We do not use your data for advertising or sell it to third parties.

4. Data Storage and Security

4.1 Where Data is Stored

All data is stored within AWS infrastructure in the ap-southeast-2 (Sydney) region, unless otherwise specified for your organisation.

4.2 Security Measures

  • All data in transit is encrypted using TLS 1.2 or higher
  • All data at rest is encrypted using AES-256 (via AWS KMS)
  • Scan result data is stored in your tenant’s isolated S3 bucket
  • Access to your data by CloudWizard staff requires explicit authorisation and is logged
  • Authentication is managed via AWS Cognito with MFA available

4.3 Data Retention

  • Account data is retained for the duration of your subscription plus 90 days after cancellation
  • Scan results are retained for 12 months by default; this may be configurable on higher-tier plans
  • You may request deletion of your data at any time (see Section 7)

5. Sharing of Information

We do not sell, trade, or rent your personal information.
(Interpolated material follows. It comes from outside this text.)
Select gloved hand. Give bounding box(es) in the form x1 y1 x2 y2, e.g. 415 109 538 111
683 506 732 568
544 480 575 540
We may share data only in these limited circumstances:

Recipient Purpose Safeguards
AWS (infrastructure) Hosting, compute, storage AWS DPA applies
AWS Cognito Authentication and identity management AWS DPA applies
Support tools (e.g., email) Transactional notifications Minimal data shared
Legal authorities Compliance with law, court order, or regulatory requirement Only when legally required

6. Third-Party Services

The Service uses the following AWS-managed services which process data on our behalf:

  • AWS Cognito — authentication and user management
  • AWS Lambda — serverless scan orchestration
  • AWS DynamoDB — account and scan metadata storage
  • AWS S3 — scan result storage
  • AWS CloudFront — content delivery

All AWS services are governed by the AWS Data Processing Addendum.

7. Your Rights

Depending on your jurisdiction (including Australia under the Privacy Act 1988 and GDPR where applicable), you have the right to:

  • Access — Request a copy of the personal data we hold about you
  • Correction — Request correction of inaccurate data
  • Deletion — Request deletion of your account and associated data
  • Portability — Request an export of your scan data in JSON or CSV format
  • Withdraw consent — Disconnect your AWS integration at any time from your account settings

To exercise any of these rights, email us at support@acloudwizard.com. We will respond within 30 days.

8. Children’s Privacy

The Service is intended for business and professional use only. We do not knowingly collect personal information from individuals under the age of 16. If you believe a minor has provided us with personal information, please contact us immediately.

9. Changes to This Policy

We may update this Privacy Policy from time to time. We will notify you of material changes by email or via an in-app notice at least 14 days before changes take effect. Continued use of the Service after changes constitutes your acceptance of the updated policy.

10. Contact Us

For privacy-related questions, requests, or complaints:

Email: support@acloudwizard.com
Website: https://www.acloudwizard.com
Location: New South Wales, Australia

CloudWizard is committed to protecting your data and operating with transparency. This policy is written in plain language to ensure clarity for all users.